Medelijdend
Johannes 17:1
„Vader, de ure is gekomen, verheerlijk Uw Zoon, opdat ook Uw Zoon U verheerlijke.”
De ure is gekomen, hoewel de tijd van lijden aan de verheerlijking vooraf moest gaan. Met een wijs oogmerk drukt de Heere Jezus Zich zo uit. Hij spreekt tot onderwijzing en troost van de discipelen, die zo veel zwarigheid vonden in Zijn sterven en droefheid in Zijn heengaan.
De Heere Jezus is voorzichtig en medelijdend met hen, dat Hij dat dodelijk vertrek niet vertoont aan die akeligste zijde, maar aan de vrolijkste, name- lijk als de weg om in Zijn heerlijkheid in te gaan. Zoals ook Zijn onwankelbaar geloof dat lijden zo aanschouwt en dat gezegende gevolg zo zeker ziet, alsof de heerlijkheid er reeds was.
Zoals wij van iemand die in de Heere sterft kunnen zeggen dat hij ingaat in vrede, terwijl de dood toch vreselijk is. Maar zo spreekt Hij van de heerlijk-heid alsof die reeds gekomen is. Zo toont Hij Zijn goddelijke alwetendheid aangaande de ontwijfelbare zekerheid van die toekomst. Niet om de Vader aan die tijd te herinneren, maar weer ter wille van de discipelen.
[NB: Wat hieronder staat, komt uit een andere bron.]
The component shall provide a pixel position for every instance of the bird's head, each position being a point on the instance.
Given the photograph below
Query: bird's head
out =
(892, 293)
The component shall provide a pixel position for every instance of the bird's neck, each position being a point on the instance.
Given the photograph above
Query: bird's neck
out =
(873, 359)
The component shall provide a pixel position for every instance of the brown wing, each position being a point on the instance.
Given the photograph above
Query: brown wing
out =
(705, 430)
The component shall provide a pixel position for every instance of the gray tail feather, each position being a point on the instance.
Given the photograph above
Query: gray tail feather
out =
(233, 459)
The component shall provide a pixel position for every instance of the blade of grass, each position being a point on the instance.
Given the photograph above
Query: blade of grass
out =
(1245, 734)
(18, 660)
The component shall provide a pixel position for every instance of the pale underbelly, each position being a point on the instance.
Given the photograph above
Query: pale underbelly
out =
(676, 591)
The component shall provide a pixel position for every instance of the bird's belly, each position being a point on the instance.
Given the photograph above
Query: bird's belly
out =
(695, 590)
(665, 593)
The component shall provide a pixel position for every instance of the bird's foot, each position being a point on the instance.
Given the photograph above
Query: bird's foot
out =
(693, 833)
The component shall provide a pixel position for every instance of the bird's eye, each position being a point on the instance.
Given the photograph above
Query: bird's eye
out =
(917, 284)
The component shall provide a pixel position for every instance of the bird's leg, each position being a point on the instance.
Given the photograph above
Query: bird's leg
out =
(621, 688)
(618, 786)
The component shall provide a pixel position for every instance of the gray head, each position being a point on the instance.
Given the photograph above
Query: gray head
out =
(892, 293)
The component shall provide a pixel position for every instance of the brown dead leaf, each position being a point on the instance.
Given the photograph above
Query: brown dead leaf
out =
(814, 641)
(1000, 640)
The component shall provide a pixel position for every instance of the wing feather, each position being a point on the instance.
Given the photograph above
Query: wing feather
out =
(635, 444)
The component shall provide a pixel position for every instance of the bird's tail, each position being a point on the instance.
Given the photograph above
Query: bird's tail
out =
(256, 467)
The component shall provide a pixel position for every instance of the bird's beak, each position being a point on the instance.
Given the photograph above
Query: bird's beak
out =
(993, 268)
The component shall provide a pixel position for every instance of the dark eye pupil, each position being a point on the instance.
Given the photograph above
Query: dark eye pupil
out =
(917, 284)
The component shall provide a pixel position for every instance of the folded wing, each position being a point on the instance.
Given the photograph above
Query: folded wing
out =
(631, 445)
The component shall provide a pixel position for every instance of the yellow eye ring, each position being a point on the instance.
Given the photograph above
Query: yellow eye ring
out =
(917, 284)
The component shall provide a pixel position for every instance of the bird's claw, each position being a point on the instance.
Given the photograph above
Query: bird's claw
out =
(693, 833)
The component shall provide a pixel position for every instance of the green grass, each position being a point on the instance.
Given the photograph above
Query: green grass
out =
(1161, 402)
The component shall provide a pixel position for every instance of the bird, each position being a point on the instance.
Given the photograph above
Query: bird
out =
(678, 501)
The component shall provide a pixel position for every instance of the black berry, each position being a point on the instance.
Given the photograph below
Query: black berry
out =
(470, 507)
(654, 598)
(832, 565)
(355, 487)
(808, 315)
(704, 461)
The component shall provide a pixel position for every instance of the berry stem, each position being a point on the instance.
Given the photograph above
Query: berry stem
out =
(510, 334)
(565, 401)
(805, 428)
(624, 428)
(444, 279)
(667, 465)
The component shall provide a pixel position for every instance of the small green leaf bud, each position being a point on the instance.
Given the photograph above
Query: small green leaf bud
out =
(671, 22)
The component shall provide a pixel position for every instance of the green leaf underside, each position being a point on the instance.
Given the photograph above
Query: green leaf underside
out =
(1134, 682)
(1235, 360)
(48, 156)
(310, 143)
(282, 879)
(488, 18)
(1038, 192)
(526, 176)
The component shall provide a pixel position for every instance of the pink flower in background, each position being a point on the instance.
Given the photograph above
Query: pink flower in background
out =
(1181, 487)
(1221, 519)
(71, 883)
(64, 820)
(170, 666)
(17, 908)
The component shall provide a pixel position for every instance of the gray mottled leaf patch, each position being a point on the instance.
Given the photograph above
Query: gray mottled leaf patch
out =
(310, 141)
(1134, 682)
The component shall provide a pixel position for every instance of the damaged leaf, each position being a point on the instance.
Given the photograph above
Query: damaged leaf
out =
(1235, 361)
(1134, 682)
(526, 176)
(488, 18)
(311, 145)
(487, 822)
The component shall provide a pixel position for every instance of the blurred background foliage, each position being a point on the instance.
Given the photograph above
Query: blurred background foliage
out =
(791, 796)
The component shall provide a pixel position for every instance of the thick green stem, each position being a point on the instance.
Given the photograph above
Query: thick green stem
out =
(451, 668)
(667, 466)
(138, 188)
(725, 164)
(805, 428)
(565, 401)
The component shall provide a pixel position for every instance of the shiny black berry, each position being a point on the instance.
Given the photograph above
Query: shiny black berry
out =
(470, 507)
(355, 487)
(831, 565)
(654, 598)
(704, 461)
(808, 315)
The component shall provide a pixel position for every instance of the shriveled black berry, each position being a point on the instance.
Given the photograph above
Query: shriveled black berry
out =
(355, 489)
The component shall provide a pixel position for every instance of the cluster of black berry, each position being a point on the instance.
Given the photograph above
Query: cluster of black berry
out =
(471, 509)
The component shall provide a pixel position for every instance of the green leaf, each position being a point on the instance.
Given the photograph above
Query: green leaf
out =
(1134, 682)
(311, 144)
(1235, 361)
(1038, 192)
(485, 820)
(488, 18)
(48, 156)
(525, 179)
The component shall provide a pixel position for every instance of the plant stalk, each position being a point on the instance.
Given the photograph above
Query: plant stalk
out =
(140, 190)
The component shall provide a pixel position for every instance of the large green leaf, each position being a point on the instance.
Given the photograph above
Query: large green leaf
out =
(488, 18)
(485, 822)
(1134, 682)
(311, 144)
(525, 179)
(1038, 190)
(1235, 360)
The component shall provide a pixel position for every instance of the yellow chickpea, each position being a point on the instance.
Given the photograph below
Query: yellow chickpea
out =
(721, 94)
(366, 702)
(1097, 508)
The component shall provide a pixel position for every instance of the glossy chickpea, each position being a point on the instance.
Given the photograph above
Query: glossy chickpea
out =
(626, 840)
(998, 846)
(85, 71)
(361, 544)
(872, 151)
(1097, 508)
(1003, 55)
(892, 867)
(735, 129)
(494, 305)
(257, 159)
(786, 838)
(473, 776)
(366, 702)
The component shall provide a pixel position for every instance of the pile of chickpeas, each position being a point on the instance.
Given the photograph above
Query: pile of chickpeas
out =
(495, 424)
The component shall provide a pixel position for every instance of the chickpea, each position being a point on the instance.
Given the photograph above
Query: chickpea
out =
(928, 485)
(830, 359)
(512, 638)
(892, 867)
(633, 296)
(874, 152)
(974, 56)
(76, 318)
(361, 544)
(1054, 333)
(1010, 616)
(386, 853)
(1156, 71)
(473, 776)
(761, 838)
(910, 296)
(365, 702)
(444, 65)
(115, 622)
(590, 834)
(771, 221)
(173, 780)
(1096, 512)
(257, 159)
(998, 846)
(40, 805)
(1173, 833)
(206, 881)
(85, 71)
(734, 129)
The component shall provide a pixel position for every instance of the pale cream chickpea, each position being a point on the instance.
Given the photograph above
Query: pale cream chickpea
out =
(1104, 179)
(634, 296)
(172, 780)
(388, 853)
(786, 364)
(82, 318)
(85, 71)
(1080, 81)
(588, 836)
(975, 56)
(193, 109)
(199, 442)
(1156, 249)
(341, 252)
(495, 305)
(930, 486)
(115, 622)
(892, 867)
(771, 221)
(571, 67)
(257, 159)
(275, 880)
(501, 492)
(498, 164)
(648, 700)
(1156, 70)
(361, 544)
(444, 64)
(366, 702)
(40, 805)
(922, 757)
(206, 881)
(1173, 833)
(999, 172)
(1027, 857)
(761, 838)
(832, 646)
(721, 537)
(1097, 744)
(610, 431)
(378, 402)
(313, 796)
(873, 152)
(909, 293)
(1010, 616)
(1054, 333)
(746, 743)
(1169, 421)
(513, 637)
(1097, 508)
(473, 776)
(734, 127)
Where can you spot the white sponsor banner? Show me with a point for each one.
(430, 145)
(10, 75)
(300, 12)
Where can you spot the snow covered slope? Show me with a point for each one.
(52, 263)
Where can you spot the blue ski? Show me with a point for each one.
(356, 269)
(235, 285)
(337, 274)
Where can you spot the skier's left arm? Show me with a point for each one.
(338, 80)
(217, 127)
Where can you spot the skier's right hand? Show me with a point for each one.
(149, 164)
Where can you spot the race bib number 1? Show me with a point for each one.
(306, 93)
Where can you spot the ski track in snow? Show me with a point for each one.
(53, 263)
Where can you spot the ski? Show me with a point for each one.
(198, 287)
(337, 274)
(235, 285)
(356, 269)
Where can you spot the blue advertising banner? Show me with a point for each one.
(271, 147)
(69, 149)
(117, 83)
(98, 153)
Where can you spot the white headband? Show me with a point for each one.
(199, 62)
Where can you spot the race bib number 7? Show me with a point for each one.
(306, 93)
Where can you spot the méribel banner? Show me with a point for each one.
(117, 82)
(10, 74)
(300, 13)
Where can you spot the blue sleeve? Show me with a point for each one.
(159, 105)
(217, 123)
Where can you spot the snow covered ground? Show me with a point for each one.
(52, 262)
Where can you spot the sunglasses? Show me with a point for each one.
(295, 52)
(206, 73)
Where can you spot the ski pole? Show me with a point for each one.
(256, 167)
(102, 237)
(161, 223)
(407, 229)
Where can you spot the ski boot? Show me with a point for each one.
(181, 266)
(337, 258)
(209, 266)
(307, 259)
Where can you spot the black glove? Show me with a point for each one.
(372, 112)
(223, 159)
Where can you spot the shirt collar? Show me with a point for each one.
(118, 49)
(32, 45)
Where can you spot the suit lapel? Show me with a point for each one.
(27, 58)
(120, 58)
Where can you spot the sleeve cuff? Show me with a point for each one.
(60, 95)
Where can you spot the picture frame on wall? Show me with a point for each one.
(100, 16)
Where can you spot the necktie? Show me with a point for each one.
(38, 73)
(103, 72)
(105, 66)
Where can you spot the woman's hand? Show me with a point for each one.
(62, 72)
En dat om hen ervan te verzekeren dat het heuglijk tijdstip van Zijn heerlijkheid nu nabij was en ongetwijfeld zal volgen.
Al was het wel zo dat alles wat in deze nacht en de volgende dag Hem zou ontmoeten, hen scheen te dwingen het tegendeel te geloven. Ten slotte draagt Hij de komst van deze ure aan de Vader voor om Zijn heilige onderwerping te tonen.
J. Temmink, predikant te Amsterdam (”Het hogepriesterlijk gebed van Christus”, 1769)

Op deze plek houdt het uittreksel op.